Anyway, these summoning mechanics are often tweaked by the player community to create unique scenarios. A popular meta-function is the ‘Fight Club,’ in which the hosting player will summon multiple Red Phantoms at once. The Red Phantoms will then duel each other instead of attacking the host, giving everyone present a chance to accumulate souls from the defeated. The Host sometimes acts as a regulator of the event, decorating the arena and healing the victors of a match with an area-of-effect spell called ‘Warmth,’ since Red Phantoms are unable to heal themselves through normal conventions. Of course with no implemented rule system for these scenarios, regulation falls to the players, bringing morals and ethics back into play.
(Above: a standard Fight Club.)
The opposite of the Fight Club scenario is the ‘Gank Squad,’ where a player will be summoned as a Red Phantom only to find themselves cornered by a team of White Phantoms summoned by the host. ‘Ganks’ usually end in defeat for the summoned Red Phantom. Managing to survive this 3 on 1 fight is an ecstatic and glorious feeling, with players who have done so tending to boast on Reddit about their achievement.
(Above: a Gank Squad: not who you want to see when being summoned as a Red Phantom.)
But what matters most, I think, and is interesting about these situations is how the players have chosen to conduct themselves. They have found ways to subvert and twist the system of morals designed by the game developers in order to suit their own ends! Just like politicians and bankers and corporations!!!!

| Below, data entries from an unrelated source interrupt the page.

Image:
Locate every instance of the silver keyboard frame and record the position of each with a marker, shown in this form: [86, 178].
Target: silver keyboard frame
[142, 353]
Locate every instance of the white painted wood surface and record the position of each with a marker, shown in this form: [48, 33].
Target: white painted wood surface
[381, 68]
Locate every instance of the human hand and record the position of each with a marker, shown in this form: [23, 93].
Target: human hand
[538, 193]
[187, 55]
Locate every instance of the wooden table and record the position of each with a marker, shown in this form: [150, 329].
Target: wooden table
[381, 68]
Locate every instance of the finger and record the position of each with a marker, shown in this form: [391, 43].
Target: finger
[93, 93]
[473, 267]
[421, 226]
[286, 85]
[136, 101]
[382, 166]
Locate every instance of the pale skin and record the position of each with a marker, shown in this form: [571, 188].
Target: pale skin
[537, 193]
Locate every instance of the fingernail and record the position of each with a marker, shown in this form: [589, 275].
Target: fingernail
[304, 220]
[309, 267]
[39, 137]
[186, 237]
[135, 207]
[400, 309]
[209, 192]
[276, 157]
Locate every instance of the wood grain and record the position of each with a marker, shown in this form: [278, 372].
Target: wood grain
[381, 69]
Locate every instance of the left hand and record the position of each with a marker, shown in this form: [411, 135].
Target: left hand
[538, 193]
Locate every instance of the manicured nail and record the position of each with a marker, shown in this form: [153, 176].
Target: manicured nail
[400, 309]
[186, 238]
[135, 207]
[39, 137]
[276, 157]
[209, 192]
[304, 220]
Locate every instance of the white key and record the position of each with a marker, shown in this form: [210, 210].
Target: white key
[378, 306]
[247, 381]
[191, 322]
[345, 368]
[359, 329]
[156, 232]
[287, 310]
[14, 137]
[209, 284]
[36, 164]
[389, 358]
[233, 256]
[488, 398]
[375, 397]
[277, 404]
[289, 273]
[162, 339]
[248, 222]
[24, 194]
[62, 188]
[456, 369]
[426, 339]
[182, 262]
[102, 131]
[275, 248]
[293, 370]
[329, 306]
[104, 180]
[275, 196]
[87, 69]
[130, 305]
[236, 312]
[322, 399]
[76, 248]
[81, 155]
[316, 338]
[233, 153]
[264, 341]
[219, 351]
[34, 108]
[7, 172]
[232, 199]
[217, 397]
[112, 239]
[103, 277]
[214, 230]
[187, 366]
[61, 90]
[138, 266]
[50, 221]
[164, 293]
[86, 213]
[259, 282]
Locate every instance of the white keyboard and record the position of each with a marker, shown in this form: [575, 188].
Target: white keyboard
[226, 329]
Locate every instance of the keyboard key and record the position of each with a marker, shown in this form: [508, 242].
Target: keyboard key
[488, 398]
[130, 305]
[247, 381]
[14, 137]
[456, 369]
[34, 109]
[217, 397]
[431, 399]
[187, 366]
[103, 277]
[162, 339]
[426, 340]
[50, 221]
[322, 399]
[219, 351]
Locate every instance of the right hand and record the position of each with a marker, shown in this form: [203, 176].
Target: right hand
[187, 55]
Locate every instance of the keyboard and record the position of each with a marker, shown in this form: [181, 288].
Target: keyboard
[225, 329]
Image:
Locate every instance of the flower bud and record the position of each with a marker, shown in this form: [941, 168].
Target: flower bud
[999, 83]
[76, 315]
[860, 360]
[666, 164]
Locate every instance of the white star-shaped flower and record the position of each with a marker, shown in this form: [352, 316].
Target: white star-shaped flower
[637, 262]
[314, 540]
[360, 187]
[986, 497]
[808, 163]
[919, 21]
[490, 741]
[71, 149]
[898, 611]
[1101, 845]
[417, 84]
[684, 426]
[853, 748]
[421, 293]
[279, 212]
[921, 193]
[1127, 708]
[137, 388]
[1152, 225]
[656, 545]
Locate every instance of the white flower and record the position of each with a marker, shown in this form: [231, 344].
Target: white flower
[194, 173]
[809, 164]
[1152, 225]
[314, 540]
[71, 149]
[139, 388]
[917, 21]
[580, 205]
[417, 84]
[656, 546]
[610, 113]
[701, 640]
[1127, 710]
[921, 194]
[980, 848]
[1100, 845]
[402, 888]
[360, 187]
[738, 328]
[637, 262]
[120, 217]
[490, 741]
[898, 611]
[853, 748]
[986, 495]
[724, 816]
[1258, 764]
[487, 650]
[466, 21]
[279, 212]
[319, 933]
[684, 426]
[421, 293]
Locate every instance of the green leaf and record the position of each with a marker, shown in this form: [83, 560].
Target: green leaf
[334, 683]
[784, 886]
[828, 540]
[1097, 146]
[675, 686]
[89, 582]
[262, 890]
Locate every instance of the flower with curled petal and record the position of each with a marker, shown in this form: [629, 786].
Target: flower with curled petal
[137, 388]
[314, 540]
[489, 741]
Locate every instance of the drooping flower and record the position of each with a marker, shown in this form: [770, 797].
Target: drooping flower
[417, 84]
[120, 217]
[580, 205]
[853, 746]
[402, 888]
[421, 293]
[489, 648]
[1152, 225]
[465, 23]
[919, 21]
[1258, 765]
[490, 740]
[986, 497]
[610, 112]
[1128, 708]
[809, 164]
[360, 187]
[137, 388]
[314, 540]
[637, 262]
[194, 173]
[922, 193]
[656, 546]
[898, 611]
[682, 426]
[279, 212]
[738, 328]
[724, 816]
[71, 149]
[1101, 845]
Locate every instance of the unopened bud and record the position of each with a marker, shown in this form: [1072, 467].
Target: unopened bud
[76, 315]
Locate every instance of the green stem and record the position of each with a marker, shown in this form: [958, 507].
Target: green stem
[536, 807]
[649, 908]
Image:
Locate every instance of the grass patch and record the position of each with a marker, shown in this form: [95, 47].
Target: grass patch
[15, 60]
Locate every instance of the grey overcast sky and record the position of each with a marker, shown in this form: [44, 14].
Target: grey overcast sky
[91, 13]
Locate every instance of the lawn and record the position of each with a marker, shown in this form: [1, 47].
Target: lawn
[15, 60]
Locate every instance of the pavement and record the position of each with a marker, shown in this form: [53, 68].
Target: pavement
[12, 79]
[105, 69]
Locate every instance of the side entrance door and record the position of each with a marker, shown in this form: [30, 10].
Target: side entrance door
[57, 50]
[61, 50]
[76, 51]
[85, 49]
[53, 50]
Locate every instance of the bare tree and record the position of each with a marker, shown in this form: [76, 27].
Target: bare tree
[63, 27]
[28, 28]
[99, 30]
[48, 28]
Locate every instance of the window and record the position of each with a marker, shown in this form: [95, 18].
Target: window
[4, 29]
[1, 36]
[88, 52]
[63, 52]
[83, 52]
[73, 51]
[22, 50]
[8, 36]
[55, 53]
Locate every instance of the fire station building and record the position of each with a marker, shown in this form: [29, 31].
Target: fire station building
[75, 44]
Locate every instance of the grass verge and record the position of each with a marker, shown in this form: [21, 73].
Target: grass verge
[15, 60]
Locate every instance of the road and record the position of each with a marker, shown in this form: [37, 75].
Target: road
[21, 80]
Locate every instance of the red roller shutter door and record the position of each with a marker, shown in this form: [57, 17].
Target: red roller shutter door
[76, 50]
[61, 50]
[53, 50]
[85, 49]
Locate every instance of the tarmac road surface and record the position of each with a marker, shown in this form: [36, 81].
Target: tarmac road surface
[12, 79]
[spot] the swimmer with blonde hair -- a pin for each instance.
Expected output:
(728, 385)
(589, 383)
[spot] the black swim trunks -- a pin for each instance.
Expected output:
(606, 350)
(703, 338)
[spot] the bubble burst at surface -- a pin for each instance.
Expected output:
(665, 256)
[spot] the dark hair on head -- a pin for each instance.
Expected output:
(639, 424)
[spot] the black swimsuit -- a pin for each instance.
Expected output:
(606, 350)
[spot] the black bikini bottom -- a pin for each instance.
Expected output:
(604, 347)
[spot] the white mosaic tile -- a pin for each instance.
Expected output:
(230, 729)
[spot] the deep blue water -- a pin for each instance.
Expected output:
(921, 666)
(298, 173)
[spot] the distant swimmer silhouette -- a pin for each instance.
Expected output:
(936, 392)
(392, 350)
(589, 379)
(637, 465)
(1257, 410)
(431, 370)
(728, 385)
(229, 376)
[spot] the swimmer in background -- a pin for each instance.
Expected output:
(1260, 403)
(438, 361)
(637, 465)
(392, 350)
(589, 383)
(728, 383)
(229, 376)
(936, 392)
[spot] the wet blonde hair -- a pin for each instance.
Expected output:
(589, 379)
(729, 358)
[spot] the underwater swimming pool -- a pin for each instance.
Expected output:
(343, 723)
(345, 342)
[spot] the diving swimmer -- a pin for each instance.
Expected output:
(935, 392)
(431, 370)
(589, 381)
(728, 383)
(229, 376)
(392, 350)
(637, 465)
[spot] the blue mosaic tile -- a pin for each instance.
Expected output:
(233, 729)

If the themes and story-line of the Souls games can be seen as metaphor for the current state of global civilization, the multi-player communities become a reflection of human nature. Is self-interest our only goal? Are those in power willing to sacrifice the rest of us to save themselves, or can the world somehow set aside it’s many differences in the pursuit of “jolly co-operation” and mutual survival?